The UX Problem Never Went Away
The essay delivers a harsh technical critique: Bitcoin — and pure on-chain finance more broadly — never solved usability.
Even as Bitcoin reached nation-state scale, wallets remain unreliable, settlement can stall, and irreversible loss is common. Multimillion-dollar mistakes, frozen smart contracts and lost private keys are still routine.
“The real UX breakthrough wasn’t protocol innovation,” Pillage Capital writes. “It was centralized custodians.”
This, the essay argues, undermines Bitcoin’s ideological premise. If users end up depending on custodians for safety and recovery, the value of a fully trustless network shrinks.
Diminishing Returns and Structural Selling Pressure
The author also claims the “regulatory-risk premium” that once justified holding Bitcoin has collapsed. Over a full cycle, Bitcoin underperformed the Nasdaq. Ethereum’s staking yield — once pitched as a core value driver — is framed as a “straight tax on performance.”
Meanwhile, demographic shifts among early adopters create persistent sell pressure.

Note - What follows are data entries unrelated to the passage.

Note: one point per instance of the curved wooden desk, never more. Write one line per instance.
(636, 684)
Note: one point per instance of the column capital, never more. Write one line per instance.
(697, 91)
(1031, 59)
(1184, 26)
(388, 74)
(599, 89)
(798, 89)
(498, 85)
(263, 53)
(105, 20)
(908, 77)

Many OG holders, now older with families, regularly liquidate for living expenses. Incoming ETF flows, while steady, are small allocations from wealth managers — not aggressive moonshot capital capable of driving the next parabolic rally.
“You took existential regulatory risk and lived with hacks and collapses, and your reward was underperformance,” the essay argues.
Talent Is Leaving for More Exciting Frontiers
Developer activity across crypto ecosystems has dropped to 2017 levels, according to charts cited in the essay. The Bitcoin codebase, by design, is nearly impossible to change. Ambitious engineers, the author says, are drifting into AI, robotics, and aerospace — sectors with fewer ideological constraints and higher growth ceilings.
“If the trade is bad, the UX is worse, and the talent is leaving, the forward path is not hard to see,” Pillage Capital writes.
The Future: Tokenized Real Assets, Not Magic Internet Money
The essay concludes that Bitcoin achieved its original mission by making it politically impossible to ban digital bearer assets forever. But with that battle won, capital is repositioning toward tokenized real-world assets — tokenized gold, tokenized treasuries, tokenized equities — rather than digital assets backed solely by narrative.
Even Tether, once the unofficial “central bank of crypto,” now reportedly holds more gold than Bitcoin.
“Now that the door is open, we can stop worshipping the battering ram,” the author writes.
Whether Bitcoin becomes irrelevant — or simply matures into digital gold with lower volatility and lower returns — remains an open question. But the Pillage Capital essay has clearly hit a nerve, igniting a rare moment of introspection inside a market built on rebellion, risk and reinvention.